Driving Force
Fifth Sunday of Easter
Acts 8:26-40
1 John 4:7-21
John 15:1-8
As most readers of the book of Acts learn very early on, any perception of this document as a utopian vision of a pristine church is severely misguided. While it is clear that the Christian community in those earliest days and months and years following Christ’s resurrection experienced triumphant and powerful highs the likes of which it has rarely seen in the centuries since, those early followers of Jesus also experienced crushing defeats. For every day of Pentecost there was a trial before the Sanhedrin. For every healing, there was an imprisonment. For every Barnabas, deemed the “Son of Encouragement,” there is an Ananias or Sapphira, trying to pull a fast one not only on the Christian community, but on the Holy Spirit.
The story that we encounter in the later part of Acts chapter 8, the narrative of Philip and the Ethiopian eunuch, unfolds within the context of great trial, difficult testing, and discouraging persecution. We read at the beginning of the chapter that, in the wake of Stephen’s martyrdom, where a young man named Saul, among others, looked on approvingly while an angry mob stoned to death one of the church’s young, dynamic leaders, a great persecution broke out. The persecution was so intense—involving believers being dragged out of their homes and thrown in jail—that all except the apostles were scattered throughout the countryside of Judea and Samaria. In other words, some of the most excited, most capable, and most committed servants of the Body of Christ were forced to leave Jerusalem, the epicenter of the church’s activity up to that time, the place where they had received the Holy Spirit and rejoiced over that Spirit’s work.
In order to wrap our minds around just how difficult such an uprooting might be, we might look to our own lives, and the setbacks we experience on a daily basis. Some of these are inconveniences—hiccups in our schedule, hitches in our plans—while others are far more serious, shaking us at the level of our most important relationships, our calling, even our identity. As long as we are in this world, and as long as we take our vocation to live and to serve in this world seriously, we will experience a vast range of burdens and misfortunes that can ruin our day or wreck our lives. For the church in Acts chapter 8, just as things seemed to be going according to plan, as their devotion to the Kingdom of God began to bear real fruit in their community and beyond, the martyrdom of Stephen and the subsequent persecution must have been devastating.
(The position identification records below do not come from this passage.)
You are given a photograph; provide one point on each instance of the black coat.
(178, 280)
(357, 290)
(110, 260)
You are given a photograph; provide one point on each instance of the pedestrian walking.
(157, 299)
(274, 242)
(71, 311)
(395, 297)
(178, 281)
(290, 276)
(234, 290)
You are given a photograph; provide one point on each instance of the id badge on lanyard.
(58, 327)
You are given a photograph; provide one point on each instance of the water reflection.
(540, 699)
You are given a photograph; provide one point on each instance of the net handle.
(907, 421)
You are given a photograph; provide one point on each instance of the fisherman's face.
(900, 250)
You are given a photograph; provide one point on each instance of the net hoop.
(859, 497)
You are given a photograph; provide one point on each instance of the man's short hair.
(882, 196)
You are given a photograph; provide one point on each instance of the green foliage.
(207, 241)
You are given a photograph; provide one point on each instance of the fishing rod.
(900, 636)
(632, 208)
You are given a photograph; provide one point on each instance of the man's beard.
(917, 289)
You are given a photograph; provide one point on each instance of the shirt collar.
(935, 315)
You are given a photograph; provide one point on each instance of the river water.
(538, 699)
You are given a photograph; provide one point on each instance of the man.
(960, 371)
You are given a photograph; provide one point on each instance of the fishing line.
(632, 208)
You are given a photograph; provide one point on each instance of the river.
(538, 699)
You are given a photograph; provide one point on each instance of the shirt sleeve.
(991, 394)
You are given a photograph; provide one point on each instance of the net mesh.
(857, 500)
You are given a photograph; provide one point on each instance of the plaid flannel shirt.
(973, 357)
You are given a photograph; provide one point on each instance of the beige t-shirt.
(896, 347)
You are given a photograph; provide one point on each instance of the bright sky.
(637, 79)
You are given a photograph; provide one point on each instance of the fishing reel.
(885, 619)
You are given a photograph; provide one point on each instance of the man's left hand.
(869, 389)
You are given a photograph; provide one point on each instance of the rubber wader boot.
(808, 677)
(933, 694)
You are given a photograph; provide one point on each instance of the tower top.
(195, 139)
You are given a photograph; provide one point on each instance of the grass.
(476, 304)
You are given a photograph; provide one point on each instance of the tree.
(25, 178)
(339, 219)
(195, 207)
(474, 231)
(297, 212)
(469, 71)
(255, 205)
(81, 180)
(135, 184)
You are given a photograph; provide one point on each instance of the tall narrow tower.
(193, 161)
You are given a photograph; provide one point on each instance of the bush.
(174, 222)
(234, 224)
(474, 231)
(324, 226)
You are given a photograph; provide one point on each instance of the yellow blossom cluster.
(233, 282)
As we pick up the story near the end of Acts chapter 8, we encounter one of those faithful servants of the church, displaced by this latest hardship and set loose to work in the larger world. He has been to Samaria, where he has done the good work of proclamation and healing, and drawing a number of Samarians into fellowship with Christ and with the church. But in verse 26, he hears a word from the Spirit, prompting him to leave the city and head into the wilderness, to the road between Jerusalem and Gaza. Unsettled and uncertain, Philip obeys.
What follows is a story of transformation. As Philip goes along, he meets a man who, in the eyes of those early Christians, must have seemed like a bit of an outsider. An Ethiopian. A eunuch. A servant of an African queen. But he is also one who is seeking Jesus, whether he knows it or not. He reads a puzzling passage from the book of Isaiah, about a lamb being led to the slaughter. He asks who this passage is about, and Philip, stepping into every evangelist’s dream, is invited to help this man interpret God’s message of powerful grace, culminating in the man’s request to be baptized. The Ethiopian eunuch is transformed that day, but so is Philip. So is the church.
In Philip’s story, starting from the moment that he is forced to leave Jerusalem one step ahead of the persecutor’s sword, and reaching its powerful conclusion in this moment of baptism, is a story about a new way of seeing, a new way of listening, a new way of being open to what God is doing. As Philip abides in the will of God, like those branches clinging to the vine that Jesus talked about, as Philip hears and obeys, it becomes clear that the force driving the action here is not the hatred of those who would wish to silence the church. It’s not the strength of empire or institution that sees the community of the Gospel as a threat. No, the force that is driving the action here is God’s love. God’s love for the people he has called to himself. God’s love for those on the margins. God’s love not just for those in Jerusalem, but also for those in Judea, Samaria, and to the ends of the earth. The love that God calls us to share with our neighbors, our enemies, with all those who need to hear a word and see a display of God's goodness and truth and grace.
It’s hard to predict exactly when or how the good news about Jesus Christ would have traveled beyond the confines of Jerusalem under other circumstances. What we do know is that, during a time of great hardship, during a time when the enemies of the church thought that they were gaining ground in their assault on the Kingdom, God’s purposes were being fulfilled. God’s love was pushing the story forward. And those who were willing to abide in that love, like Philip and so many other faithful men and women like him, became instruments of a mission of transformation for all the world.